Improvement found in patients receiving medication for opioid use disorder with contingency management

opioids

The opioid epidemic remains a U.S. public health crisis and has only worsened since the COVID-19 pandemic began in 2020, with opioid deaths accounting for 69,000 of 93,000 overdose-related deaths in 2020, according to provisional drug overdose data released by the U.S. Centers for Disease Control and Prevention in July 2021. Opioid use disorder (OUD) contributes to an overall decrease in mean life expectancy in the U.S. and has an economic cost of more than $786 billion annually. A systematic review and meta-analysis found that using contingency management (CM) at end-of-treatment improved outcomes on six common clinical problems during medication for OUD (MOUD): psychomotor stimulant use, polysubstance use, illicit-opioid use, cigarette smoking, therapy attendance, and medication adherence.

The study and an accompanying podcast appear today in JAMA Psychiatry.

OUD is often accompanied by other substance use and barriers to treatment adherence. Medication for OUD (MOUD) has been transformative in mitigating many of the terrible impacts of the U.S. opioid crisis. However, MOUD is ineffective at reducing the growing epidemic of psychomotor stimulant use (cocaine, methamphetamine). Use of psychomotor stimulants is a major driver behind the dramatically increasing U.S. overdose rates, often related to the drugs being cut with black market synthetic opioids (fentanyl). Importantly, psychostimulant use destabilizes the therapeutic gains from MOUD by promoting a return to illicit-opioid use and disrupting clinic attendance and adherence with prescribed medication regimens. 

Led by the Vermont Center on Behavior and Health (VCBH) at the University of Vermont’s Larner College of Medicine, the JAMA Psychiatry podcast features senior author and VCBH Director Stephen Higgins, Ph.D., who discusses the findings and the utility of behavioral intervention CM for addressing key clinical problems common among patients enrolled in MOUD. The study’s first author is Hypatia Bolívar, Ph.D., additional VCBH collaborators include Elias Klemperer, Ph.D., Sulamunn Coleman, Ph.D., Michael DeSarno, M.S., and Joan Skelly, M.S.

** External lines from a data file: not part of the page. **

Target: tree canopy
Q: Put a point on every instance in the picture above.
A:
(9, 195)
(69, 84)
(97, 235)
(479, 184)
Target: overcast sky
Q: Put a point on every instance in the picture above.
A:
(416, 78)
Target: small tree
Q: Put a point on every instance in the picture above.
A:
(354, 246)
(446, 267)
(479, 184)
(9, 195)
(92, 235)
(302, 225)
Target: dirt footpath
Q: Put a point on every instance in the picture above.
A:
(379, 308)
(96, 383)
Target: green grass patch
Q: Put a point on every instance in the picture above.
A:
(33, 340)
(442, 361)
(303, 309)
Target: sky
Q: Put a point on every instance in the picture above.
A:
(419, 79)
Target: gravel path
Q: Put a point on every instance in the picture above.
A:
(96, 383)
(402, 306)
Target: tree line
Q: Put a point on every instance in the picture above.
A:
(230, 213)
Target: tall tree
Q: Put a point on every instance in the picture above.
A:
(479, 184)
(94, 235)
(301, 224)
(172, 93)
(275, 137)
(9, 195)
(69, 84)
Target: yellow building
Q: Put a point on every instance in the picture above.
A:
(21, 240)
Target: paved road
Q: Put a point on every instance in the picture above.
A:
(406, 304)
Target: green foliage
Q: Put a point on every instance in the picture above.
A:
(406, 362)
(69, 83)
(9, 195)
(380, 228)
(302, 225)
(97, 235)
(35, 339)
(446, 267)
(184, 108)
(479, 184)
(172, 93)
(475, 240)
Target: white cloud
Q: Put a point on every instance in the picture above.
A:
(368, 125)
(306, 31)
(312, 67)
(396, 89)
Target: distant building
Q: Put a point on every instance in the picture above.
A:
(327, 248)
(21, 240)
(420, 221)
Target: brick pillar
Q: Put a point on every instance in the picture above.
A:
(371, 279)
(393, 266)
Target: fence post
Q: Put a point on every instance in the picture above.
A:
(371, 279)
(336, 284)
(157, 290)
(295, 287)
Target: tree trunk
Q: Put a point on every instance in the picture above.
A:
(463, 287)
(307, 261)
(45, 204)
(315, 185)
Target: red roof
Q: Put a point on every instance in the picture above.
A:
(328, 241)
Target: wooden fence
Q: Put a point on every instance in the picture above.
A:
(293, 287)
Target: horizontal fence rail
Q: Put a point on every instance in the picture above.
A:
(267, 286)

These investigators searched the scientific literature for prospective experimental studies of monetary-based CM among participants enrolled in MOUD. The search identified 1,443 studies, of which 74 studies involving 10,444 adult participants met inclusion criteria. The primary outcome in this review was the effect of CM at end-of-treatment on six common clinical problems during MOUD: psychomotor stimulant use, polysubstance use, illicit-opioid use, cigarette smoking, therapy attendance, and medication adherence. Statical models were used to compute average treatment effect sizes of CM for each clinical problem and collapsing across problem categories to assess efficacy for increasing abstinence from illicit drug use and improving treatment adherence.

CM was efficacious across all six problems examined separately, with mean effect sizes for four of six in the medium-large range (stimulant use, d = 0.70 [95% CI: 0.49-0.92]; cigarette use, d = 0.78 [95% CI: 0.43-1.14]; illicit-opioid use, d = 0.58 [95% CI: 0.30-0.86]; medication adherence, d = 0.75 [95% CI: 0.30-1.21]), and two in the small-medium range (polysubstance use, d = 0.46 [95% CI: 0.30-0.62]; therapy attendance, d = 0.43 [95% CI: 0.22-0.65]). Collapsing across abstinence and adherence categories, CM produced medium effect sizes for abstinence (Cohen’s d = 0.58; 95% CI: 0.47-0.69) and treatment adherence (Cohen’s d = 0.62; 95% CI: 0.40—0.84) relative to controls.

“It is Important to underscore that CM is the only intervention shown in randomized clinical trials to be efficacious for treatment of psychomotor stimulant use disorder in more than 30 years of research,” said Higgins.